Threadsafe lazy initialization: static vs std::call_once vs double checked locking Threadsafe lazy initialization: static vs std::call_once vs double checked locking multithreading multithreading

Threadsafe lazy initialization: static vs std::call_once vs double checked locking


GCC uses platform specific tricks to avoid atomic operations entirely on the fast path, leveraging the fact that it can do analysis of static better than call_once or double-checking.

Because double-checking uses atomics as its method of avoiding race cases, it has to pay the price of an acquire every time. It's not a high price, but it's a price.

It has to pay this because atomics have to remain atomic in all cases, even difficult operations like compare-exchange. This makes it very hard to optimize out. Generally speaking, the compiler has to leave it in, just in case you use the variable for more than just a double-lock. It has no easy way of proving that you never use one of the more complicated operations on your atomic.

On the other hand, static is highly specialized, and part of the language. It was designed, from the start, to be very easy to provably initialize. Accordingly, the compiler can take shortcuts that were not available to the more generic version. The compiler actually emits the following code for a static:

a simple function:

void foo() {    static X x;}

is rewritten inside GCC to:

void foo() {    static X x;    static guard x_is_initialized;    if ( __cxa_guard_acquire(x_is_initialized) ) {        X::X();        x_is_initialized = true;        __cxa_guard_release(x_is_initialized);    }}

Which looks a lot like a double-checked lock. However, the compiler gets to cheat a little here. It knows the user can never write use a cxa_guard directly. It knows that it is only used in the special circumstances where the compiler chooses to use it. Thus, with that extra information, it can save some time. The CXA guard specifications, as distributed as they are, all share a common rule: __cxa_guard_acquire will never modify the first byte of the guard, and __cxa_guard__release will set it to non-zero.

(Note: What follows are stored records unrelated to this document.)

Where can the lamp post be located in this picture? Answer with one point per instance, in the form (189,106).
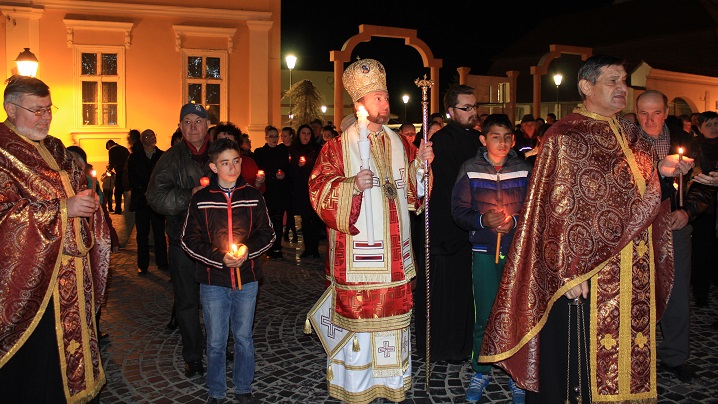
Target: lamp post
(26,63)
(405,98)
(557,79)
(291,62)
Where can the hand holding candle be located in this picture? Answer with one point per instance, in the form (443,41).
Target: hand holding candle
(94,181)
(240,254)
(680,180)
(365,154)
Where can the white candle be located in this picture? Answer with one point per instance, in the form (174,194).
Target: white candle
(680,180)
(365,153)
(94,180)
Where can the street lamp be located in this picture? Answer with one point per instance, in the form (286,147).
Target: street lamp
(557,78)
(26,63)
(291,62)
(406,100)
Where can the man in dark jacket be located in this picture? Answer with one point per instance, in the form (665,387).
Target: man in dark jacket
(451,297)
(117,156)
(175,179)
(139,168)
(273,159)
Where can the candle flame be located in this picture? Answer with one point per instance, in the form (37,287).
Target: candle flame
(362,114)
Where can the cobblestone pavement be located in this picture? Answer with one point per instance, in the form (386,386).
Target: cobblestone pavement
(143,359)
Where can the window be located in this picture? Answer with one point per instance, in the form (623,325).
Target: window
(100,86)
(205,81)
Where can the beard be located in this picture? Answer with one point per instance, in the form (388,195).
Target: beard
(381,118)
(33,133)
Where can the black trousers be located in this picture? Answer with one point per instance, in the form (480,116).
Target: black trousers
(146,219)
(705,257)
(553,354)
(276,214)
(674,349)
(33,374)
(186,294)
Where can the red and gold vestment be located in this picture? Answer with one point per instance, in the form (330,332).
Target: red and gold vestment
(46,255)
(593,213)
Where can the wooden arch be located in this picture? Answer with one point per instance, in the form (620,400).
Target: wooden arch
(366,32)
(555,52)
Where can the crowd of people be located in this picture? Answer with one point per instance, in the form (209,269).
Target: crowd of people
(544,263)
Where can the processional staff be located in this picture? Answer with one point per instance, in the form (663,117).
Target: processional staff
(425,85)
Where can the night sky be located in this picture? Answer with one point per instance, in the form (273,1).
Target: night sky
(467,33)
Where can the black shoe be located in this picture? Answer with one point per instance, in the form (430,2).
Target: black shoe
(193,368)
(246,398)
(684,372)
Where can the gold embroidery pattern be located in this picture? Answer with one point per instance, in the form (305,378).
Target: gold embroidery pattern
(608,342)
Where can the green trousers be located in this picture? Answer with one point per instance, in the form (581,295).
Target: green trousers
(485,274)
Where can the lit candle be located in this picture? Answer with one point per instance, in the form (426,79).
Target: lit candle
(365,154)
(94,180)
(680,180)
(235,251)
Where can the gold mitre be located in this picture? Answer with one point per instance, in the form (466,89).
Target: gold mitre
(364,76)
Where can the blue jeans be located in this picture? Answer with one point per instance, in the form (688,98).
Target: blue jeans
(222,306)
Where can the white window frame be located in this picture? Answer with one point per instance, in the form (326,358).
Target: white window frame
(222,81)
(78,78)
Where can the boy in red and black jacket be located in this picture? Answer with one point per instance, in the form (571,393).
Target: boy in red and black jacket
(228,265)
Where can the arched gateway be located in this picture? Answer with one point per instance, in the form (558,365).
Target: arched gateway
(366,32)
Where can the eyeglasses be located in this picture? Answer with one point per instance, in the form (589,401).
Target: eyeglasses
(468,108)
(40,111)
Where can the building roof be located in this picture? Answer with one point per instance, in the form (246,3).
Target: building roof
(679,36)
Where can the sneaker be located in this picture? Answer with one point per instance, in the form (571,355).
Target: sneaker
(476,387)
(246,398)
(518,395)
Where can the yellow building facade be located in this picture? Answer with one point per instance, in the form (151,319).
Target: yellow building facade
(115,66)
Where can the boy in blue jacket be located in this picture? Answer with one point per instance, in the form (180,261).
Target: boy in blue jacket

This means each guard has to be monotonic, and it specifies exactly what operations will do so. Accordingly it can take advantage of existing race-case protections within the host platform. On x86, for instance, the LL/SS protection guaranteed by the strongly synchronized CPUs turns out to be enough to do this acquire/release pattern, so it can do a raw read of that first byte when it does its double locking, rather than an acquire-read. This is only possible because GCC isn't using the C++ atomic API to do its double locking -- it is using a platform specific approach.

GCC cannot optimize out the atomic in the general case. On architectures which are designed to be less synchronized (such as those designed for 1024+ cores), GCC doesn't get to rely on the archetecture to do LL/SS for it. Thus GCC is forced to actually emit the atomic. However, on common platforms such as x86 and x64, it can be faster.

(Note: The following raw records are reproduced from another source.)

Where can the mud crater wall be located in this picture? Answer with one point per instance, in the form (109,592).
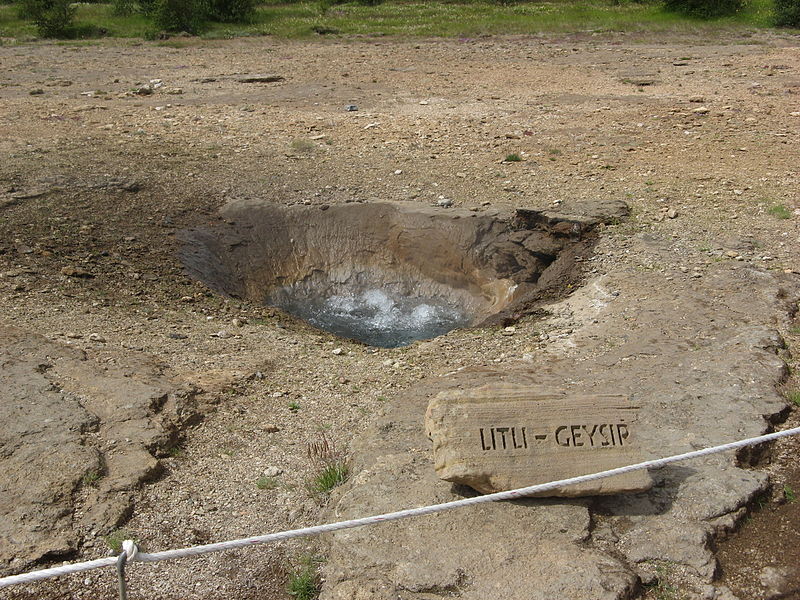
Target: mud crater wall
(492,265)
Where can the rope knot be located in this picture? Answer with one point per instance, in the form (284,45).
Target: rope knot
(130,550)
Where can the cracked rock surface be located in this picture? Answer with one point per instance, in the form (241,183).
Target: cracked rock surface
(78,434)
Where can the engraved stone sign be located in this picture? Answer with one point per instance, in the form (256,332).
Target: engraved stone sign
(496,438)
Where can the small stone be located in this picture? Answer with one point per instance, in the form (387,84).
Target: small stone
(773,579)
(272,472)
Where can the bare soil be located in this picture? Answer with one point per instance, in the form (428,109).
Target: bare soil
(98,176)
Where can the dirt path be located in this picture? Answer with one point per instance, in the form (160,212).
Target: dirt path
(129,143)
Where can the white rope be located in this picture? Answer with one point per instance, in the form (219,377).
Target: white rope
(133,554)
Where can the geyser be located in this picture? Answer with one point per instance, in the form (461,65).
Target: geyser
(389,273)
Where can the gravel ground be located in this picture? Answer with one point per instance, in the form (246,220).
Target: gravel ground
(131,142)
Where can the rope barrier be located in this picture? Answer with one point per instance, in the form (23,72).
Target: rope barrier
(132,554)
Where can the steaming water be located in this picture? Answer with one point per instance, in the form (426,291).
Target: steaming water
(377,318)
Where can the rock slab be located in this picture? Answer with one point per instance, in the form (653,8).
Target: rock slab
(497,438)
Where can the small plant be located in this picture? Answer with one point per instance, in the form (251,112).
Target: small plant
(266,483)
(704,9)
(91,477)
(331,467)
(779,211)
(233,11)
(661,588)
(116,537)
(787,13)
(180,15)
(789,494)
(53,18)
(304,580)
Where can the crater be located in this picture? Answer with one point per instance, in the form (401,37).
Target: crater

call_once can have the efficiency of GCC's statics, because it similarly limits the number of operations which can be done to a once_flag to a fraction of the functions that can be applied to an atomic. The tradeoff is that statics are far more convenient to use, when they are applicable, but call_once works in many cases where statics are insufficient (such as a once_flag owned by a dynamically generated object).

There is a slight difference in performance between static and call_once on these higher platforms. Many of these platforms, while not offering LL/SS, will at least offer non-tearing reads of an integer. These platforms can use this, and a thread-specific-pointer, to do per-thread epoch counting to avoid atomics. This is sufficient for static or call_once, but depends on the counter not rolling over. If you do not have a tearing-free 64-bit integer, call_once has to worry about rollover. The implementation may or may not worry about this. If it ignores this issue, it can be as fast as statics. If it pays attention to that issue, it has to be as slow as atomics. Static knows at compile time how many static variables/blocks there are, so it can prove there is no rollover at compile time (or at least be darn confident!)